Because Billy would not fit into a standard RAF uniform (or otherwise have eaten it), it became the personal assistant’s practice to paint his rank directly onto his horns with blue paint. It happened to be the toxic blue dope used on the aircraft, but it didn’t seem to matter as long as Billy couldn’t reach it. One time, Billy discovered he could scrape the paint off with his forelegs and then lick it in. From then on, he considered it a delicacy. This, however, proved too heavy a burden even for his battle-hardened stomach and he eventually had to report to the Medical Officer. Removal of the paint soon assured the return to good health and the usual healthy diet of grass, paper, cigarettes and remains from the kitchen.

Billy was now the highest ranking officer in the squadron. It became the common practice for the unit’s CO, Sqn/Ldr Wells, to salute him before taking off for operations.

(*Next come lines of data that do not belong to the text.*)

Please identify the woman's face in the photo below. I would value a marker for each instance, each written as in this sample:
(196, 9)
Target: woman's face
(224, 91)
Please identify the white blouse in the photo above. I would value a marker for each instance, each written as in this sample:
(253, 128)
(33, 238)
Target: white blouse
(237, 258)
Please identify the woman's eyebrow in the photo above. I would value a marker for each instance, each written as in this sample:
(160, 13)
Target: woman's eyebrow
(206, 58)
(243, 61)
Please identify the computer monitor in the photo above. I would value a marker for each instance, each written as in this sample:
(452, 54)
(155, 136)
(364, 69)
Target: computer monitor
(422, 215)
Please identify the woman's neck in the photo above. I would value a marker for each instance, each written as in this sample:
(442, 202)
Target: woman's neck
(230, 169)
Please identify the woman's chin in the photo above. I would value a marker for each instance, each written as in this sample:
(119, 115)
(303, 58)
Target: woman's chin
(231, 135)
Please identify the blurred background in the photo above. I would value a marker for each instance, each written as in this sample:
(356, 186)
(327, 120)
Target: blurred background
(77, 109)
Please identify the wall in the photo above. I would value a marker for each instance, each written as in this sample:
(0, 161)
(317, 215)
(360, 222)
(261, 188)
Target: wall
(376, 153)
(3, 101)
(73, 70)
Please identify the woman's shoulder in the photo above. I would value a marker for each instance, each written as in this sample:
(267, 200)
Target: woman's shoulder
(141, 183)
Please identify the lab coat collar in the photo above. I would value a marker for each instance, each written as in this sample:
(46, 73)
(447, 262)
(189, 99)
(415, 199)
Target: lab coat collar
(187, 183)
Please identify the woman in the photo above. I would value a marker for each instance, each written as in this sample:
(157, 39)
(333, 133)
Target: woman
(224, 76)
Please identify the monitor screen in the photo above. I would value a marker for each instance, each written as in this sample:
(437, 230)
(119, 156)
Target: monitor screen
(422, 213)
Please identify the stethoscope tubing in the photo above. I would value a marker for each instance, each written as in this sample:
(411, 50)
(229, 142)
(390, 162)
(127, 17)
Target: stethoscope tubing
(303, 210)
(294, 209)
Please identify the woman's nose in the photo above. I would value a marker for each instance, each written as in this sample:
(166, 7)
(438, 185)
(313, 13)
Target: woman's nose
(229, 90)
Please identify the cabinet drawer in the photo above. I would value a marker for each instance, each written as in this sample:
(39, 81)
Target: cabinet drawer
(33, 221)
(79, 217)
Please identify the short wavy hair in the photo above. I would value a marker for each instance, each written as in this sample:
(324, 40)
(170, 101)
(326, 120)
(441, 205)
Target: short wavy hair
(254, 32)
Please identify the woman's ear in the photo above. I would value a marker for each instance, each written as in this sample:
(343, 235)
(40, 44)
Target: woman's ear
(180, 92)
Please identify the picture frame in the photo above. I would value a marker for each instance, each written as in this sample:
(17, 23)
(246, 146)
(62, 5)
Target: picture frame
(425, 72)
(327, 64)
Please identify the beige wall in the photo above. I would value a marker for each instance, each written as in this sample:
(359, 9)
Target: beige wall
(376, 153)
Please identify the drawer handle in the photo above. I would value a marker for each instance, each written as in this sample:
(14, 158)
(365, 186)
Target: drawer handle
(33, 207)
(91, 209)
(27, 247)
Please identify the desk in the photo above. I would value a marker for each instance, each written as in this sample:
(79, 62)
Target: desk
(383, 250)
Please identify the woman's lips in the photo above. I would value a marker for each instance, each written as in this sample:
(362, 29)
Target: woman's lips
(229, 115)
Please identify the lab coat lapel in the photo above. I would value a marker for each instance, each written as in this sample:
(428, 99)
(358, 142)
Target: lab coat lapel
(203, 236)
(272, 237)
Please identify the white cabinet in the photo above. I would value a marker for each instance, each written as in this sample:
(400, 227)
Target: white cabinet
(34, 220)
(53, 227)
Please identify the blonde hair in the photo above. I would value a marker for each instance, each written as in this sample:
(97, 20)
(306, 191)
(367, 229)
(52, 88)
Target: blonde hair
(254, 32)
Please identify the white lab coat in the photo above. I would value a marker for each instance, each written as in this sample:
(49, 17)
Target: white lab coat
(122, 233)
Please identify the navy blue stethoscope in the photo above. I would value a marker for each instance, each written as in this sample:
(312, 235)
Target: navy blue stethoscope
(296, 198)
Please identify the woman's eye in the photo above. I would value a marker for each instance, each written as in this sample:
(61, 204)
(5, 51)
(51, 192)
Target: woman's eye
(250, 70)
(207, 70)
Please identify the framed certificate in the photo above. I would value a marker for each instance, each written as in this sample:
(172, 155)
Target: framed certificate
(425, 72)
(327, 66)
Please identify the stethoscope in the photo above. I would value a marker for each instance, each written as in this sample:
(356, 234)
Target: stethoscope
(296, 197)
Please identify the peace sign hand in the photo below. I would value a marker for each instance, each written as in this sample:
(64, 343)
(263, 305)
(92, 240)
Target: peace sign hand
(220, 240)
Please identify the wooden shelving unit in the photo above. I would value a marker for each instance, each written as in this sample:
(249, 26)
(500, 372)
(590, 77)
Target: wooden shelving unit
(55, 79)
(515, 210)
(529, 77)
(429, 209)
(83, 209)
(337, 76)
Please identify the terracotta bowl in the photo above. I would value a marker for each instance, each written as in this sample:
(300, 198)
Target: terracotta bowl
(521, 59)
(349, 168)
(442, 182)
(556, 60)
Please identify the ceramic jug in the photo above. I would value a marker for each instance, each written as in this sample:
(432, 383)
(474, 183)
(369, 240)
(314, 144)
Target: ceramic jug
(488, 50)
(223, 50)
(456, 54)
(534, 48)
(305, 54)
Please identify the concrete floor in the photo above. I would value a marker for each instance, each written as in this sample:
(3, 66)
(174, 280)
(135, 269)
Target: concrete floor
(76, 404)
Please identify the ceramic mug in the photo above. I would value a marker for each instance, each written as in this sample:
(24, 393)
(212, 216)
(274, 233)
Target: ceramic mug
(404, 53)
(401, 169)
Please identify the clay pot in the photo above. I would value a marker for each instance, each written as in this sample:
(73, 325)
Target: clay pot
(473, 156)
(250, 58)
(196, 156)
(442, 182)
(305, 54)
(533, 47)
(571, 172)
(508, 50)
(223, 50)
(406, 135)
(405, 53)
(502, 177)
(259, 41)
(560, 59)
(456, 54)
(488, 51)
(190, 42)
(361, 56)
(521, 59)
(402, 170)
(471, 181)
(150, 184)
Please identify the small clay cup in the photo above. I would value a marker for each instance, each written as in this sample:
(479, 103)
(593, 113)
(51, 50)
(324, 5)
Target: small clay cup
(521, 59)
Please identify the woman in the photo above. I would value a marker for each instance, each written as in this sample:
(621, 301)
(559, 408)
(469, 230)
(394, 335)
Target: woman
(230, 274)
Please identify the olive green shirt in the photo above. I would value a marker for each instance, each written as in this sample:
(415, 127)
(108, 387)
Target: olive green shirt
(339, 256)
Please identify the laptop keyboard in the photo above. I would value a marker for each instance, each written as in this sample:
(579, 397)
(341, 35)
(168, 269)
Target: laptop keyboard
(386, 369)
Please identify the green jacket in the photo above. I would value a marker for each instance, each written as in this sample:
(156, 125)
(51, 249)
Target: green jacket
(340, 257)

Prior to the Allied invasion of Europe in 1944, No. 609 Squadron was involved with destroying German radar stations on the French coast. In support of the invasion, the Typhoons were deployed against tanks and other ground targets using RP-3 rockets.

On 1 July 1944, ‘Billy’ was among the first squadron personnel to land in France, together with the advance party arriving on a Dakota on the B.7 airfield at Rucqueville, Martragny.

Typhoons at B.7 within the Normandy bridgehead
[Crown Copyright]

Billy was very impressed with France. His vivid sexual exploits with local mademoiselle goats caused some concern, and taking the interest of local civilian population into account, the Group Captain was neutered.

William de Goat’s fame was now far exceeding the bounds of his own unit. Other RAF squadrons (No. 486 Typhoon unit comes to mind) also had to have their goats. However, it must be fairly said that none of the followers had ever reached the same esteem and rank as Billy.

Following the squadron through France, Holland and Germany over the following year, William de Goat’s service and moral fibre was recognised through his final promotion to the rank of Air Commodore. He was later demobbed with his fellow personnel.

The history of No. 609 Squadron wouldn’t be the same without him.


To Live Among Heroes, by George A. Bell, Grub Street, 2001
William de Goat, by Brian Waite, Athena Press, 2008
The Story of 609 Squadron: Under the White Rose by Frank H. Ziegler, Crecy, 1993


By Mike Dunn  |  2013-04-24 at 09:43  |  permalink

I read Doc Bell’s lovely book about his life with 609 Squadron, ‘To live among heroes’, 3 times! Great to be able to add this stuff to the book in my library!

By Kurt Plyson  |  2014-12-29 at 07:22  |  permalink

Billy DE Goat because DE is Flemish (Belgium) for THE. 🙂 And Billy came to Ursel B-67 in Belgium before going to Holland. Tally Ho!

By David Speakman  |  2017-01-15 at 13:16  |  permalink

Your site mentions that 609 Squadron relocated to Biggin Hill in February 1941. However I have my uncle’s leave pass card for the year 1940 which clearly states that he was based at Biggin Hill during some of that year with 609 squadron.